For the last few months, I've been really focused on becoming a better artist. Not that I wasn't before... but it's something I've been very conscious about lately - trying to improve at specific tasks and teach myself new ways of doing and thinking about things. I feel like it's making a difference, so I want to start sharing what I've been learning here, both about art, and about learning smartly. I'm going to try really hard to post something weekly. This stuff may or may not be very helpful - I'll just try to talk about things that past-Mike would've liked to know. And remember, I'm not some brilliant established artist with decades of experience sitting down to impart their secrets. I'm just learning as I go and sharing some things along the way. Here's the first thing I've learned recently:
Keep ongoing notes about your work.
I started doing this a few weeks ago, and it's already invaluable. Each time you finish a sketch or a painting, you probably take a moment to analyze your work. You try to determine what's working well and what maybe isn't, and hopefully sometimes you ask your friends or coworkers what they think too. Now, write it all down, and then think about what you did that led to those results. Maybe you softened more edges than usual, giving your work more depth and contrast. Make a note of that. If your work turned out really lousy, figure out when that happened - was it doomed from the start because you didn't plan the composition enough? Or did you kill the piece later by over-rendering details? Identify exactly what you did that caused the piece, or aspects of the piece, to fail, and write it down. I just keep a .txt document on my desktop with all these notes in it, they're really rough and sound like they're written by a crazy person, but they work for me.
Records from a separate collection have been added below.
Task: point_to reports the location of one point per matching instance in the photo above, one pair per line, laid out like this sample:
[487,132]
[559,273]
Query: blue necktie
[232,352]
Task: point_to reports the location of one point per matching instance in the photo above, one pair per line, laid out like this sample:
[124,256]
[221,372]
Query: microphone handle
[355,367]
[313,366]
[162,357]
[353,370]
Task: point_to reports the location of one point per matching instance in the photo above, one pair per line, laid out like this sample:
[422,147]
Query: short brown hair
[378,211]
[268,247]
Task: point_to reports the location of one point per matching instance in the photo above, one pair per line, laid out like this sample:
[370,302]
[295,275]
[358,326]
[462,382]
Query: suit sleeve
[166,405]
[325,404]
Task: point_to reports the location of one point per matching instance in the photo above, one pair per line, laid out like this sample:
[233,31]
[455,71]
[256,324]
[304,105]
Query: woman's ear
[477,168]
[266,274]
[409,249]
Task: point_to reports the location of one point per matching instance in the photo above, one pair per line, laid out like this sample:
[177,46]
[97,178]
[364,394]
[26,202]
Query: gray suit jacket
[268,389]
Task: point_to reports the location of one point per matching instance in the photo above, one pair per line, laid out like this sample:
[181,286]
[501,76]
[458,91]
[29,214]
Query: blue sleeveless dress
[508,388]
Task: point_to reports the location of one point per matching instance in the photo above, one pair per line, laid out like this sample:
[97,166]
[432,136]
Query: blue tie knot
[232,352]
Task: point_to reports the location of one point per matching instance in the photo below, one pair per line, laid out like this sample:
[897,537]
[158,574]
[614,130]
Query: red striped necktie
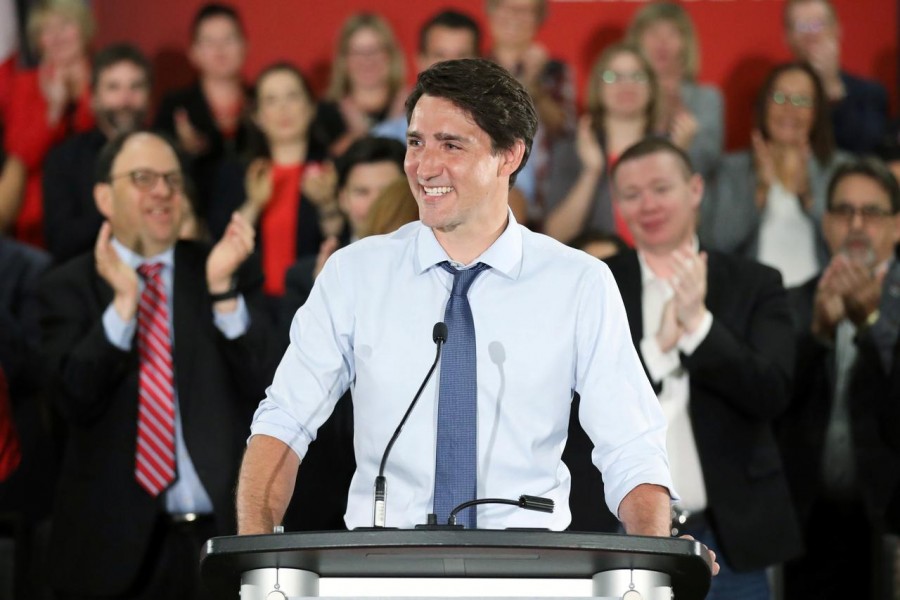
[155,460]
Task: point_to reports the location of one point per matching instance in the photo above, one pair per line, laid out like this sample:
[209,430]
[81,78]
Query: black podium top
[484,553]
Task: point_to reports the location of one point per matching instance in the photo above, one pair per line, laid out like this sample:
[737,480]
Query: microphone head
[439,333]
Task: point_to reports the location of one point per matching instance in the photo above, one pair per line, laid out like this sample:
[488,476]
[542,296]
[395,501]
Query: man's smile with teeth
[437,191]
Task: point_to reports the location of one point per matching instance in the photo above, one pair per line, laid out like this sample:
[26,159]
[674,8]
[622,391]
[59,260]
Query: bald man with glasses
[839,465]
[158,352]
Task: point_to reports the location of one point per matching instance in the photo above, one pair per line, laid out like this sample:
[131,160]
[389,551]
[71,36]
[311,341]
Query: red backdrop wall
[740,39]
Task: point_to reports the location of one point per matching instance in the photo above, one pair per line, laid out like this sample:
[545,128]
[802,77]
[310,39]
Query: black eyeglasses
[798,100]
[145,179]
[869,214]
[610,76]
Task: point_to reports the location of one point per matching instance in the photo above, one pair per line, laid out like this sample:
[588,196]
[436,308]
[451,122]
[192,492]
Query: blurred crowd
[252,186]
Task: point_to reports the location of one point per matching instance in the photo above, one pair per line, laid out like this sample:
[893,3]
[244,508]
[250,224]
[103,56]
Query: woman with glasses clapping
[622,100]
[767,202]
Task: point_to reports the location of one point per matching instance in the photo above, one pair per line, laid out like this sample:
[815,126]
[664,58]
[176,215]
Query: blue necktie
[455,462]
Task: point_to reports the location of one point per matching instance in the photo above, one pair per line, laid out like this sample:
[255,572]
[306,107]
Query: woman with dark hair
[665,33]
[767,202]
[45,105]
[366,87]
[621,100]
[278,185]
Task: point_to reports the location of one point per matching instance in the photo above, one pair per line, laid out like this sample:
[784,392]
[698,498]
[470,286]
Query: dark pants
[841,559]
[172,568]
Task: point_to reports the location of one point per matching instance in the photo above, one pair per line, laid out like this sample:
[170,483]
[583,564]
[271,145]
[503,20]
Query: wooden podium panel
[478,553]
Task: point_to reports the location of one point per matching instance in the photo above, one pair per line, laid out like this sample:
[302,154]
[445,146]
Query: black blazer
[203,167]
[103,521]
[740,378]
[802,429]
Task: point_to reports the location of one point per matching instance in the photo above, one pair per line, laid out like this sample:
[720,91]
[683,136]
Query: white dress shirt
[665,367]
[186,494]
[787,237]
[549,320]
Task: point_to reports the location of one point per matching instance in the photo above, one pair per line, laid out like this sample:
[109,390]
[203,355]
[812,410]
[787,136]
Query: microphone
[527,502]
[439,336]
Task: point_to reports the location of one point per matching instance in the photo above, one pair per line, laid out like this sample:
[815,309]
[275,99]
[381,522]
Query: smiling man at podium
[529,322]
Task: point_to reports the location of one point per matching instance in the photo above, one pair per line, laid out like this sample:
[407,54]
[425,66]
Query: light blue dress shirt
[187,494]
[549,320]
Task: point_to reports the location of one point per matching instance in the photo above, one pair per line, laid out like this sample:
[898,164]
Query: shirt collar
[134,260]
[503,256]
[647,274]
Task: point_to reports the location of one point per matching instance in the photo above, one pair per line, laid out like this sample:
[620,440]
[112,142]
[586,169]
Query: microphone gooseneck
[438,336]
[527,502]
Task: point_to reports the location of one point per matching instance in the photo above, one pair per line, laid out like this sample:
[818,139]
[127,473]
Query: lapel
[715,276]
[628,277]
[188,307]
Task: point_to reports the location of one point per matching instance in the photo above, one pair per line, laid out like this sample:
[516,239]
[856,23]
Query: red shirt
[10,453]
[29,136]
[278,226]
[621,227]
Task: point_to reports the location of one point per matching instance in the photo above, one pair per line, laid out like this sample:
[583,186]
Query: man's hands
[587,146]
[192,140]
[846,289]
[120,277]
[684,312]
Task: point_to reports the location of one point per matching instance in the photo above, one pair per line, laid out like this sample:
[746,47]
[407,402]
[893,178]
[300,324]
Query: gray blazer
[705,102]
[729,218]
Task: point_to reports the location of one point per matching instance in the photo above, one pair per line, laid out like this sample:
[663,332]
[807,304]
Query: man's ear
[103,199]
[512,158]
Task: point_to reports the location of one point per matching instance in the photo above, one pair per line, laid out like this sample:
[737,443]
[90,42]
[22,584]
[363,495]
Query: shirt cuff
[659,364]
[119,332]
[689,341]
[233,324]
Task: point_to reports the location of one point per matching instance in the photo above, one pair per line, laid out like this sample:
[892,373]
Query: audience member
[156,345]
[622,103]
[691,114]
[367,83]
[514,25]
[840,468]
[368,166]
[120,99]
[206,117]
[10,452]
[448,35]
[26,493]
[394,207]
[859,107]
[283,186]
[714,334]
[48,103]
[460,174]
[767,203]
[9,47]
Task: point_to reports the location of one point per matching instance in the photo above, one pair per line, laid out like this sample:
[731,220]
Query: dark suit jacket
[739,382]
[71,218]
[103,521]
[802,429]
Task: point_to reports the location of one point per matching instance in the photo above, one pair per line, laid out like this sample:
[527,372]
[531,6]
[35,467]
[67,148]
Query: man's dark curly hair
[497,103]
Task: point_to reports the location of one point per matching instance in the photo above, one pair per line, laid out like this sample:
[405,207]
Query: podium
[288,565]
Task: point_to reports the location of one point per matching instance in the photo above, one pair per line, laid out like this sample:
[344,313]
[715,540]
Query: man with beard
[120,88]
[838,465]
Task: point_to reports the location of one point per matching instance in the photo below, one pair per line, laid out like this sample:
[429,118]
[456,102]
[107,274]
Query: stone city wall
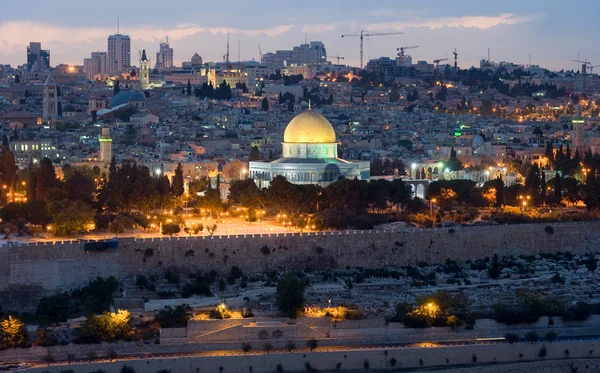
[378,359]
[66,265]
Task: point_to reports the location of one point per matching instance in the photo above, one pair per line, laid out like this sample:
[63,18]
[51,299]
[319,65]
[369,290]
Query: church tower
[50,101]
[105,146]
[144,71]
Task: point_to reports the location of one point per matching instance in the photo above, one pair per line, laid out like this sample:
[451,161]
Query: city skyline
[71,32]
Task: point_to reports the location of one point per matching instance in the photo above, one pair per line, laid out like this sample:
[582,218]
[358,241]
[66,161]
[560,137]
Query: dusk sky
[552,31]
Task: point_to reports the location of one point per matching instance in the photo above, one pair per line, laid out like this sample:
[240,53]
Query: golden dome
[309,127]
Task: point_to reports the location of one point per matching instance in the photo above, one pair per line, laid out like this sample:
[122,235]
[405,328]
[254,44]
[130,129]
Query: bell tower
[50,101]
[144,71]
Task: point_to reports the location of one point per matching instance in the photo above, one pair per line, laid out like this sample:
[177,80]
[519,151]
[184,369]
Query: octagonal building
[309,155]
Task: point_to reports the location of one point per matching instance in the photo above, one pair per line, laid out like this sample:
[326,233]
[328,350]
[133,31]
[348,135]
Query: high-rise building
[164,56]
[144,71]
[37,58]
[96,65]
[50,101]
[105,145]
[119,53]
[304,54]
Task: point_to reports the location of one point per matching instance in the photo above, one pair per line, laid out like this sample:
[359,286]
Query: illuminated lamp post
[431,202]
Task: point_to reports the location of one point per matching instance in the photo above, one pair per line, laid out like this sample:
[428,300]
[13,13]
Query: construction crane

Next time you paint or sketch something, take a look at these notes before you start, and keep them open while you work. Remind yourself what you did and didn't do so well last time, and force yourself to work on those things right now, not next time. Keep on doing this a few times (in the same document) and you'll have a pretty good idea how things are going. I also keep unrelated notes for things I want to try in the same list. for example, I listened to Craig Mullins' great recent Gnomon Master class recently, and wrote down a few things I wanted to try from that. Another thing you might try, is revisiting the notes you made for a piece several weeks later. See if anything new pops out at you, now that you've had some time away from the work.
The purpose of keeping these running notes on your work is to constantly direct your efforts and your learning. Too often, it's easy to forget, put off changing, or never realize in the first place, what you're bad at. Notes help keep you honest, critical and focused.